夜雨像没完没了的白噪音,将城市冲刷成一片灰。
洪雁站在骑楼下,手机萤幕冰冷发光。
【抱歉,这次案子失败要有人扛。大家一致决定由你代表公司出面。】
【你先别回我,等风头过了再说。】
讯息弹出时,他还在想也许只是玩笑。直到群组一条接一条的通知刷过——「已将你移出」「权限回收」「档案撤下」。他伸手点进通话键,对面很快被拒;再打,忙线;第三次,直接转语音信箱。
他改拨家里的号码。第一通无人接听;第二通终于有人接起,却只留下一句:「这些事别再牵扯我们,你自己负责。」随即掛断。短促的嘟嘟声在耳壳里回盪,像是把空洞钉了几下。
风挟着雨,将他的外套吹得贴在身上。他忽然觉得很冷,不是皮肤的冷,而是由内向外、像空房间的冷。脑子里有一面墙悄悄塌了——不是轰然倒下,而是无声崩裂,裂缝从信任的地方一路漫开,爬过友情、亲情、工作,最后在胸口聚成一个黑黑的洞。
他把手机放进口袋,拉起帽沿,往前走。没有目的,只是想离开这个地方。雨幕把路灯切成一段一段,车流在远处闪白。他想起阿祺曾在凌晨陪他赶案,说着「等赚到第一笔就去看海」。那时两人笑得像真的会去。现在想来,像是某种彩色的剧照,被雨一冲就掉色。
人行道边,一辆机车呼啸掠过,溅起一股水,打湿了他的鞋。他没躲,甚至没抬眼。心里那个洞张得更大一点,将周围的声音吞进去变得遥远。他知道自己该生气、该反击、该想办法,但脑袋像被棉花塞住。任何念头刚起,就被那团棉花闷灭。

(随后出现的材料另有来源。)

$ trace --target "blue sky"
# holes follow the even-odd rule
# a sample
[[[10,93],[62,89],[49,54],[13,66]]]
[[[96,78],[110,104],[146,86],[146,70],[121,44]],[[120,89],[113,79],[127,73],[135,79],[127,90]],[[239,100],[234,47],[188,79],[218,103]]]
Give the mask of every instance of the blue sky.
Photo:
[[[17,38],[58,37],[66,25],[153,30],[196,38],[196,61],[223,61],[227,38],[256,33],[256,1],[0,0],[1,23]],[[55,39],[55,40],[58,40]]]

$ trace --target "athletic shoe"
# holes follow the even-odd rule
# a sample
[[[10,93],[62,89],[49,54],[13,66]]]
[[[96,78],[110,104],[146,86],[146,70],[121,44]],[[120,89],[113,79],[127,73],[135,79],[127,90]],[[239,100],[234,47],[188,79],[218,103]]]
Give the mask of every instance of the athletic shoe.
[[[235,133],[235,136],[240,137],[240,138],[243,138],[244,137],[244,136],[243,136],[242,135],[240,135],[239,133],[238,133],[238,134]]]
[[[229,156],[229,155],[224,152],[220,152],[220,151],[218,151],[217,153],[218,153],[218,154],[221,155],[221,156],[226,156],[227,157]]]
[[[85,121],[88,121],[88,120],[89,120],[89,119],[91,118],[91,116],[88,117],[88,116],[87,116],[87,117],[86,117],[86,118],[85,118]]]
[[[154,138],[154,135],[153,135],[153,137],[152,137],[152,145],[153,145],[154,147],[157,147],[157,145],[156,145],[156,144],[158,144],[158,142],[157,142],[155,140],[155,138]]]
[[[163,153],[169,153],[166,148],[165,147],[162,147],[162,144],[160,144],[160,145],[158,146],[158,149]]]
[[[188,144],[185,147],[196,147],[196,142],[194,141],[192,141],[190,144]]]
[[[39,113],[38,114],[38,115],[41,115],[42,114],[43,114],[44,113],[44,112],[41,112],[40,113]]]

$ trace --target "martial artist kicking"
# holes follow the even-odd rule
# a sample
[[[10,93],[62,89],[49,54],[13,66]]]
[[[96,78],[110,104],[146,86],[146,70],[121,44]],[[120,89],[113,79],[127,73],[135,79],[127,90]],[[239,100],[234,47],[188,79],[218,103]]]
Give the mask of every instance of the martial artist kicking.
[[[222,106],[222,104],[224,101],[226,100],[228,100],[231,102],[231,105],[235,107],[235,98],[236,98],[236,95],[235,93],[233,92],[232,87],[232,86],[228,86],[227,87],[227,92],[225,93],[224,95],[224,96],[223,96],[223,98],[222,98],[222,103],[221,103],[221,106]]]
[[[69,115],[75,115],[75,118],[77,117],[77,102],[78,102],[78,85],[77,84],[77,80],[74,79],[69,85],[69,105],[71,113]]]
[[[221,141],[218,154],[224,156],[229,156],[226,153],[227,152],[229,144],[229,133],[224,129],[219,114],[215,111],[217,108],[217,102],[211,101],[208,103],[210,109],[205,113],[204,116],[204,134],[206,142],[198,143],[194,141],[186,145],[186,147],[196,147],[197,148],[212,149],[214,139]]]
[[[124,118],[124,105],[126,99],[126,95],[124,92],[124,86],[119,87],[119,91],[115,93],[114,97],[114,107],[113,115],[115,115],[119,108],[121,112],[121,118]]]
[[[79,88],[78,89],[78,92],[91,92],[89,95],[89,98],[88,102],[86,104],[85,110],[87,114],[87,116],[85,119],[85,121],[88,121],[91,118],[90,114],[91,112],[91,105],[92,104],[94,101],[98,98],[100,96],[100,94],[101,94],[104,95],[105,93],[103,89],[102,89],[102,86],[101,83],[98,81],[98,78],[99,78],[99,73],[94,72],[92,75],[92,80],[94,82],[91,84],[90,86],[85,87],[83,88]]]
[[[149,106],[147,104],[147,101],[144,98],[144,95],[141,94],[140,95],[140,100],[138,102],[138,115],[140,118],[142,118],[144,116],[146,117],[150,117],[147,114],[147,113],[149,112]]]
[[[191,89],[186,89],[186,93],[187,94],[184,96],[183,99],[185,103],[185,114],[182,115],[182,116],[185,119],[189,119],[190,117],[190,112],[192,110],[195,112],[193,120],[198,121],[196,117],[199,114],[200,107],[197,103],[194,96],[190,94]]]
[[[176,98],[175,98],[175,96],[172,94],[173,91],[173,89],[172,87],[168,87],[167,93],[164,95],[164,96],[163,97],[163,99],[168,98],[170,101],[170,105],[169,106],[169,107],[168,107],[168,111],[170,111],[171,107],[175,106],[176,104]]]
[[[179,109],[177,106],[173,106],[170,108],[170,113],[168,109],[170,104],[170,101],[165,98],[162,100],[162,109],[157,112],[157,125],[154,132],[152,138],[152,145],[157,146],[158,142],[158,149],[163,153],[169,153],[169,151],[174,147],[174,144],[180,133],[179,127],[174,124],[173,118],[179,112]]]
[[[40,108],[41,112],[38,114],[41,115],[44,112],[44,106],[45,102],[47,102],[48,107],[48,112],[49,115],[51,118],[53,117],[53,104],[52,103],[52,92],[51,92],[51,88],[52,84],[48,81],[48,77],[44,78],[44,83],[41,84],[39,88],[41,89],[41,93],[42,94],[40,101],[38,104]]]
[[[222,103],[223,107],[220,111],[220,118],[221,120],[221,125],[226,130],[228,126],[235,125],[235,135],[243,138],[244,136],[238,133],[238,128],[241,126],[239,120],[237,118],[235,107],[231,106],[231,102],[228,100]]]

「抱歉。」有人撞了他的肩,顺口道歉又匆匆走了。这城市里没有人真的停下来看他。他在雨里走路像漂,鞋跟卡进破裂的柏油缝,踉蹌了一下。红灯在前方闪烁。路边的行人稀稀落落,撑伞的人在雨幕里像影子。
他听到有人远远喊:「先生,别——」
字句被雨切断。洪雁抬头,视线里是一道由远而近的白光,像撕开夜的裂口。喇叭声拖出尖长的线,轮胎摩擦地面的声音嘶哑刺耳。
那一瞬,他并没有想起任何壮烈的话。他只觉得累。累到像从很高很高的地方松开手,任自己往下坠。
——如果终点在这里,也好。
撞击来临时,比想像中的钝。不是锋利的痛,而像一团巨大的空气把他推进黑暗。四周的顏色迅速退场,只剩下黑与更深的黑。声音也退了场,先是车鸣消失,雨声变远,最后连心跳都像被按了静音。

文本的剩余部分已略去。